Paranormal Asylum was the directorial debut of Nimrod Zalamanowitz. He had previously worked in various capacities in the film industry as a digital colourist and a producer of electronic press kits. Zalamanowitz next made All American Bikini Car Wash (2015).
Paranormal Activity joins a host of soundalike titles that have borrowed the prefix Paranormal ___ following the huge success of Paranormal Activity (2007) and sequels. See also Paranormal (2009), Paranormal Entity (2009), Paranormal Calamity (2010), Paranormal Effect (2010), Paranormal Proof (2010), Paranormal Experience (2011), Paranormal Incident (2011), Paranormal Adoption (2012), Paranormal Captivity (2012), The Paranormal Diaries: Clophill (2013), 616: Paranormal Incident (2013), Paranormal Island (2014) and Paranormal Retreat (2014). The feel as Paranormal Asylum borrows the prefix again is that by doing so it relegates itself to no more than a routine wannabe straight out of the starting gate.
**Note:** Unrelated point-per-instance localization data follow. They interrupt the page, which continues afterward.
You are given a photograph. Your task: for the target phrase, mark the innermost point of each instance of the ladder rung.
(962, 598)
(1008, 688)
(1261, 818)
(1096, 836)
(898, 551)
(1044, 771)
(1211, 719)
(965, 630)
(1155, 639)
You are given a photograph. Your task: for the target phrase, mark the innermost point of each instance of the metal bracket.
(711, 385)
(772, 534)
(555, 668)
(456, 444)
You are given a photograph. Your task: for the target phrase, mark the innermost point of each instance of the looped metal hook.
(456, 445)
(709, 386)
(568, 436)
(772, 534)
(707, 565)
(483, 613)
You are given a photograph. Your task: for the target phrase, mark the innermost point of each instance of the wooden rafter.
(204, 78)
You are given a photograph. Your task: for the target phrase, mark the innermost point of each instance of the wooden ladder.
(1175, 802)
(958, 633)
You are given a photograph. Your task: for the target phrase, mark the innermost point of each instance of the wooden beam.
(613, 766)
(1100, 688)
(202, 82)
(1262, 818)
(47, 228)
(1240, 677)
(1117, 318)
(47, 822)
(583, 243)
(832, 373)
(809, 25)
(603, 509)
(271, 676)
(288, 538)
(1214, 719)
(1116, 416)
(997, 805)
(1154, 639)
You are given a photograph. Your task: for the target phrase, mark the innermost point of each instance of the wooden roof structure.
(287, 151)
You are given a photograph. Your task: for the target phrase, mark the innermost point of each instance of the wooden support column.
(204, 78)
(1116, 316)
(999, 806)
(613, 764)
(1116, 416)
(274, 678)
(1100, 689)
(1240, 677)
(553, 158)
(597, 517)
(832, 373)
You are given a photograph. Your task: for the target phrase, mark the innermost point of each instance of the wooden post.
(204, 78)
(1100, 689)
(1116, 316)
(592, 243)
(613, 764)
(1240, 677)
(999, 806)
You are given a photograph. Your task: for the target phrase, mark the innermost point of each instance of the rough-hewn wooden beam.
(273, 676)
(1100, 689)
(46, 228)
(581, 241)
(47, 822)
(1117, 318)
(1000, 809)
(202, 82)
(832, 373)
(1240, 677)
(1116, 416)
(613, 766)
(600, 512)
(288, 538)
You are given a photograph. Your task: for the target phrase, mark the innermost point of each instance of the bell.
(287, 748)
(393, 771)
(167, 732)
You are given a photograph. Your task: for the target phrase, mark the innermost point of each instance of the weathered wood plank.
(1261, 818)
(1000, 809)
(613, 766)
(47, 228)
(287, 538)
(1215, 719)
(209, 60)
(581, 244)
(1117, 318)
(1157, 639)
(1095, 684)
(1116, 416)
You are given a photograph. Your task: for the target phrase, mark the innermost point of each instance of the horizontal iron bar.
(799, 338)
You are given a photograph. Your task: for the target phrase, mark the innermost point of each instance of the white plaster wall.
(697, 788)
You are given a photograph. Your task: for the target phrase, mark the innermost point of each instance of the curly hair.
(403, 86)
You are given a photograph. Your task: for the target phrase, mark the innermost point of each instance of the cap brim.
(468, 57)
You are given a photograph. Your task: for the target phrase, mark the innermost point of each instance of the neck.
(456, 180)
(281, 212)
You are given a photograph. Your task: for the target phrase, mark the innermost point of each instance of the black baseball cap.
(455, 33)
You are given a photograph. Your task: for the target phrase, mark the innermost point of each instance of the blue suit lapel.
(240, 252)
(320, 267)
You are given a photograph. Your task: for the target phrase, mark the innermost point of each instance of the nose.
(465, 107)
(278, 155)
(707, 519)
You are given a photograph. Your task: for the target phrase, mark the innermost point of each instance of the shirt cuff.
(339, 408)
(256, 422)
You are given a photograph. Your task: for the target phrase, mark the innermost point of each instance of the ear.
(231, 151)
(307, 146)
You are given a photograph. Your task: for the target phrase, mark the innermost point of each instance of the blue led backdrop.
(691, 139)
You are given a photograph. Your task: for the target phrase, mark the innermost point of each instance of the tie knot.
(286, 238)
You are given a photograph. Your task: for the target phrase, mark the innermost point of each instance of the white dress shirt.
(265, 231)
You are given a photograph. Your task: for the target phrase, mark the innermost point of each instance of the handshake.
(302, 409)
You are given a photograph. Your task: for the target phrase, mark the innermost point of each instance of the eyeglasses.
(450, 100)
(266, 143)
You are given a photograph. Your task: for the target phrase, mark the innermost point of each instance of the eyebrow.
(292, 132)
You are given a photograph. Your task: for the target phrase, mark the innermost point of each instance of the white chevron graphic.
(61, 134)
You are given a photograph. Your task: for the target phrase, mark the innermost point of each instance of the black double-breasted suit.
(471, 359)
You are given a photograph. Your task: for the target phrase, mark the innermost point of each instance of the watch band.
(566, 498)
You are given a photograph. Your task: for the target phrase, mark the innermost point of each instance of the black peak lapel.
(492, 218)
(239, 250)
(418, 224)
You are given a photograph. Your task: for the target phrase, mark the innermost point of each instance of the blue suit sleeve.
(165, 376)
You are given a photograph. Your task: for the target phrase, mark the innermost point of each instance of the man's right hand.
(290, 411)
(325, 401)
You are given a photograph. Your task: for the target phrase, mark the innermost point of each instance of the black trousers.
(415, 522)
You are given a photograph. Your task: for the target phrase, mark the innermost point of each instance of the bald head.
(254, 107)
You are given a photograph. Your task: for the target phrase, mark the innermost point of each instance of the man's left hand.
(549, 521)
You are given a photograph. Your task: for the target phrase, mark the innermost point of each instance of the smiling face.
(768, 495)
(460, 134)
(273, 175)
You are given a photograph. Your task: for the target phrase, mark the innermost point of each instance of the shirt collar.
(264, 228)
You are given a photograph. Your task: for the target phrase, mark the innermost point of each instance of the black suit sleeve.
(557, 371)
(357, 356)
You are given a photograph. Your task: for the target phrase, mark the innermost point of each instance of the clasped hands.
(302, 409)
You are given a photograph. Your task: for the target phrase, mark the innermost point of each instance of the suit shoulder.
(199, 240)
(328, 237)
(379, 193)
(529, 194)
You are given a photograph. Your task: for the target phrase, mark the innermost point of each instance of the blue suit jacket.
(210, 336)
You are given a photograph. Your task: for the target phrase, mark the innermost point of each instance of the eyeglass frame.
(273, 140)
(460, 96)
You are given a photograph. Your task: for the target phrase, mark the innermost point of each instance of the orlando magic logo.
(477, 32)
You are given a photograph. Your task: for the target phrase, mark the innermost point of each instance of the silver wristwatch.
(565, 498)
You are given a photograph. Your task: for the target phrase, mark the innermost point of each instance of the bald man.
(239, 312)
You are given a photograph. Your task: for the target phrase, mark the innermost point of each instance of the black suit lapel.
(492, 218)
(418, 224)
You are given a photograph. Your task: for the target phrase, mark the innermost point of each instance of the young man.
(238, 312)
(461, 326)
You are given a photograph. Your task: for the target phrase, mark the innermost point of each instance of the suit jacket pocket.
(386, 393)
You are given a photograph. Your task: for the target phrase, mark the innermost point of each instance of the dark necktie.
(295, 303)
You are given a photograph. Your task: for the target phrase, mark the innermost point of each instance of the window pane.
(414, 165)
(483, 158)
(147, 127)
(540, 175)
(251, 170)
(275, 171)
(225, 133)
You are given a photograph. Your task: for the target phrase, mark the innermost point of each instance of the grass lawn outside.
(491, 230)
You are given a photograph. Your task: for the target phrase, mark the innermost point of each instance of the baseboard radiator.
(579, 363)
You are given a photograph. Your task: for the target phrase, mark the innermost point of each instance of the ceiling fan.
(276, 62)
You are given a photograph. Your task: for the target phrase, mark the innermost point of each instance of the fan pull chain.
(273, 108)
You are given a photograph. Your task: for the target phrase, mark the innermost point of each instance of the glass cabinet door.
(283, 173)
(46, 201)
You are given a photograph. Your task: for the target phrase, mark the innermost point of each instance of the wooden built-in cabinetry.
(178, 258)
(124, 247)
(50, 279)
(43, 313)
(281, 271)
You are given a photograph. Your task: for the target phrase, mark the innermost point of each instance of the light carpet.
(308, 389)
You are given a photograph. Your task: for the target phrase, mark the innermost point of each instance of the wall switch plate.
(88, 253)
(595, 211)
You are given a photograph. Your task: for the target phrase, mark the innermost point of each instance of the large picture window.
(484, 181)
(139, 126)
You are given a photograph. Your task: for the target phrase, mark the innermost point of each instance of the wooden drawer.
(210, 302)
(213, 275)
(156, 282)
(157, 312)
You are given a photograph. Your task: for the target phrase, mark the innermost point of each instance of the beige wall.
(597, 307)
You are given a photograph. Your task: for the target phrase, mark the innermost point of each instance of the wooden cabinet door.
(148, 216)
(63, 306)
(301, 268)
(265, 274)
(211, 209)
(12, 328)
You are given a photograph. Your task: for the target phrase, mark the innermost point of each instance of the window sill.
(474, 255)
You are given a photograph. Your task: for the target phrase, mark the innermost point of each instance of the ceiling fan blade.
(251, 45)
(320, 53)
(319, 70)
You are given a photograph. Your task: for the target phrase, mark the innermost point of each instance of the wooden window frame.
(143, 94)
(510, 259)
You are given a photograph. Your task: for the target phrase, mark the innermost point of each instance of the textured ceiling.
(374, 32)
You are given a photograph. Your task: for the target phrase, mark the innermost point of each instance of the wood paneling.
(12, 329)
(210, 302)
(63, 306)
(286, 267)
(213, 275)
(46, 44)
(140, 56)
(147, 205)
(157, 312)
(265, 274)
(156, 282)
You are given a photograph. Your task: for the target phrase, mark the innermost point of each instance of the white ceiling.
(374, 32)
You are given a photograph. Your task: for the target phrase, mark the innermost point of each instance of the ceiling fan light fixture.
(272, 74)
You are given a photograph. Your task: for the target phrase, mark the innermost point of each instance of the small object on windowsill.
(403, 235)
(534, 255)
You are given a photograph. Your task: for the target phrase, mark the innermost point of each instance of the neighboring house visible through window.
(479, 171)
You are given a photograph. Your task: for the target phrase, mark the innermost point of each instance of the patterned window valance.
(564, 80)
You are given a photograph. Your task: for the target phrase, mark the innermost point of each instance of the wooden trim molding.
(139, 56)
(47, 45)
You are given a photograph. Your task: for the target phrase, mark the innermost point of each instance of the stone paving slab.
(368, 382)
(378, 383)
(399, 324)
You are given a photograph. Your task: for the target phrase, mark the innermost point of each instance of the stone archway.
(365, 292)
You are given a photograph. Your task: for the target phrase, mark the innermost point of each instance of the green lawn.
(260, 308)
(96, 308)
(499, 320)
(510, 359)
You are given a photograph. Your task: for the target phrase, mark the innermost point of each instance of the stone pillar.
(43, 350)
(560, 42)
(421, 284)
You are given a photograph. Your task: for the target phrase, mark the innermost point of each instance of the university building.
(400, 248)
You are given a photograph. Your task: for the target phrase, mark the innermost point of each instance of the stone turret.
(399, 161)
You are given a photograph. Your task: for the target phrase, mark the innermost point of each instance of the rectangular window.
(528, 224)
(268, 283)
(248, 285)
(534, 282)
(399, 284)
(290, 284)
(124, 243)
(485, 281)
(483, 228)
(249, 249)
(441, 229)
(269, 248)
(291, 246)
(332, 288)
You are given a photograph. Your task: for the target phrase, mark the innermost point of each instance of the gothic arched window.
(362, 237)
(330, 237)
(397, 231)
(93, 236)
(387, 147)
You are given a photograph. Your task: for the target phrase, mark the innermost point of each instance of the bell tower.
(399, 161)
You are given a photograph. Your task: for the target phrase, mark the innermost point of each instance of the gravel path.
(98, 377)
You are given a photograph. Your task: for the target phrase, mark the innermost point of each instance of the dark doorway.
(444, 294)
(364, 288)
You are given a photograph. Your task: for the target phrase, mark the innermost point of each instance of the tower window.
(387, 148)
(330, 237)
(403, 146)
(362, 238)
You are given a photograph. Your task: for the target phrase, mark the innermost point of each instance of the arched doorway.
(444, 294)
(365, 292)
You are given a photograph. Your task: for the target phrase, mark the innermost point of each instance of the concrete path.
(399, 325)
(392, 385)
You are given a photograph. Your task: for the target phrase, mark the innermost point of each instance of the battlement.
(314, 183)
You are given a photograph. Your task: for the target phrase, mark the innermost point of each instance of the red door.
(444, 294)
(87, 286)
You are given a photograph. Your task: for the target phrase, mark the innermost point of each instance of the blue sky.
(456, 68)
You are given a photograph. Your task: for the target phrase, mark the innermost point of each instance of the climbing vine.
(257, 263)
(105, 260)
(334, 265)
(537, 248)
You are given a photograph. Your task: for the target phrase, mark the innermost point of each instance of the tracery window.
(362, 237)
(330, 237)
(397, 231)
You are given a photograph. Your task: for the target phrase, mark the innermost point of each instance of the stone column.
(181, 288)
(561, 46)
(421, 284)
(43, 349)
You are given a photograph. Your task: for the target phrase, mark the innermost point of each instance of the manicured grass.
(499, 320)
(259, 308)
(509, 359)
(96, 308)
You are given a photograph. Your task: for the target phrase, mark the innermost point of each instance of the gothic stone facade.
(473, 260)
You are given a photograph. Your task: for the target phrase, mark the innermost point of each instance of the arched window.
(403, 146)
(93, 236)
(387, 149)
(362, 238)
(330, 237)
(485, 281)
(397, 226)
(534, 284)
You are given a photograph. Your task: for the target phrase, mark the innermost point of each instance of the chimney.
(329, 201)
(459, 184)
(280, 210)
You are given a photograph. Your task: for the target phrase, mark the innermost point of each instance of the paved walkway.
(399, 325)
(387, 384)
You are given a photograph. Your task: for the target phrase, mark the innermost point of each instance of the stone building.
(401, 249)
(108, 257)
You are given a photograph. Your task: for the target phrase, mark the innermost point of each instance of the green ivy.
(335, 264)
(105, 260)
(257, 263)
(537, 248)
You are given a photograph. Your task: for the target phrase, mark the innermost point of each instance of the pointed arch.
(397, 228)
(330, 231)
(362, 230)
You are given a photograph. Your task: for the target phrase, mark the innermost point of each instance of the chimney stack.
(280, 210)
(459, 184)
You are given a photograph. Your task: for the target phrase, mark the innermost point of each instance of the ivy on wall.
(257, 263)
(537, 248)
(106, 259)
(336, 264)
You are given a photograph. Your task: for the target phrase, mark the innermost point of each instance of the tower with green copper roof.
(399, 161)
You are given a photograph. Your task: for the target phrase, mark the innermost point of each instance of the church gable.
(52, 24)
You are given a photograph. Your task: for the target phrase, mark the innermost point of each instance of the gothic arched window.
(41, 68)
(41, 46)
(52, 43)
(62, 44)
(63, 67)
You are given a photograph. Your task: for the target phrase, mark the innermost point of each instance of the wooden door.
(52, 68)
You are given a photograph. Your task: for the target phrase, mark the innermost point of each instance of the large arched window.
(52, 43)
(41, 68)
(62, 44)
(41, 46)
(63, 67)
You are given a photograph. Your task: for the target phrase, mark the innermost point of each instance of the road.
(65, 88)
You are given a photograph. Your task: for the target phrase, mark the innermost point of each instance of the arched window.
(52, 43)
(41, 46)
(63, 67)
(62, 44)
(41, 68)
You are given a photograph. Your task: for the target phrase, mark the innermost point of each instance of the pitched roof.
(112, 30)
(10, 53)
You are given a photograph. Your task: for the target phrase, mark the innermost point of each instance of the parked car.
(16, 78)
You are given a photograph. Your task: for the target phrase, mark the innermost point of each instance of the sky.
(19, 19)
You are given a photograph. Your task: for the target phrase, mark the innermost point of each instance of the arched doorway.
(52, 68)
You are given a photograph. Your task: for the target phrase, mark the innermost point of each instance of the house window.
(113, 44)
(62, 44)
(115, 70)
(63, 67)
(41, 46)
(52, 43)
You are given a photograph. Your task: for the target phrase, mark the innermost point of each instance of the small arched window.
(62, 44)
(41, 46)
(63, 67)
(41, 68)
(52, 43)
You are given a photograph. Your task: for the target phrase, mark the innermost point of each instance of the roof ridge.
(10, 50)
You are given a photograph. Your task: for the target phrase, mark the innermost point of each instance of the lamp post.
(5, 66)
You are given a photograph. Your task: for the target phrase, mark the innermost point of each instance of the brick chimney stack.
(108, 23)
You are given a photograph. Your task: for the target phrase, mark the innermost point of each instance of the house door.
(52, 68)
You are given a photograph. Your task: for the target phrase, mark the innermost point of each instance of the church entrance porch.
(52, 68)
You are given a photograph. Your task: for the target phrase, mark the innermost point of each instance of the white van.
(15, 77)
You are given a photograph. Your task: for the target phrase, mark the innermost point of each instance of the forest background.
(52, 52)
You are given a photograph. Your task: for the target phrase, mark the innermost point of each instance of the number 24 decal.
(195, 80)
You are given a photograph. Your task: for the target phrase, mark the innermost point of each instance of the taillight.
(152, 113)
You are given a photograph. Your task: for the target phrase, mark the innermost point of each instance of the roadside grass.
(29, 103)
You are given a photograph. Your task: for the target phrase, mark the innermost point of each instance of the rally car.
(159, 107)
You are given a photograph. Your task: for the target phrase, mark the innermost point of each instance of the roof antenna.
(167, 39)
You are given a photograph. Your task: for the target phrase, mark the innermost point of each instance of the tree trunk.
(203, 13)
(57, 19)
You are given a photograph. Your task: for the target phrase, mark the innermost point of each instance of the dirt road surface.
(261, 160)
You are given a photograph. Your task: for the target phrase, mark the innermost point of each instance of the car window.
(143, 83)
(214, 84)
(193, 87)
All of these above-listed are unimaginative copycat Found Footage ghost stories. As Paranormal Asylum starts off with its two ghost hunters prepping camera equipment and venturing into the abandoned hospital, you have to keep reminding yourself that this is not a Found Footage film too. Yet for all that it employs third-person camerawork, it feels like a film that remains steeped in the Found Footage genre – the characters still wield video cameras as they go into action, while the camerawork is ragged and handheld and many scenes are relayed via the camera’s lens or video monitors. Maybe this is a post-Found Footage phase the genre is moving towards where the style of Found Footage has seeped into the language of everyday filmmaking.
Paranormal Asylum sits halfway between the enthusiastically amateurish and the occasionally effective. There is the odd moment that holds something eerie with ghostly figures appearing on railway lines, in tv monitors or around the hospital and especially a scene where Laura Gilreath gets out of bed and the shadow of something else appears on the wall behind her. On the other hand, the scenes where Laura Gilreath develops glowing eyes just look cheap and schlocky.
Oddly, though the film is set around the titular asylum, very little of it takes place there and most of it instead takes place in the couple’s home. The film sets itself up passably well, although the plot starts to go in far too many different directions in the last third – an exorcist introduced and then shot in the next scene, the two friends abruptly falling out and a needlessly complicated last minute left field explanation about what is going on.
The one area that Nimrod Zalamanowitz does very well is the area he has had the most professional experience – as a digital colourist – and the film is beautifully tinted in autumnal colours. The central performers – all unknowns – are adequate in their parts, although there is an absurdly over-acted performance from T. Boomer Tibbs.
The film also makes the claim that it is “inspired by true events” and this holds a grain of truth in that it recounts the real-life story of Irish immigrant Mary Mallon (1869-1938), the so-called ‘Typhoid Mary’, who was confined to a New York hospital, believed to be typhoid carrier.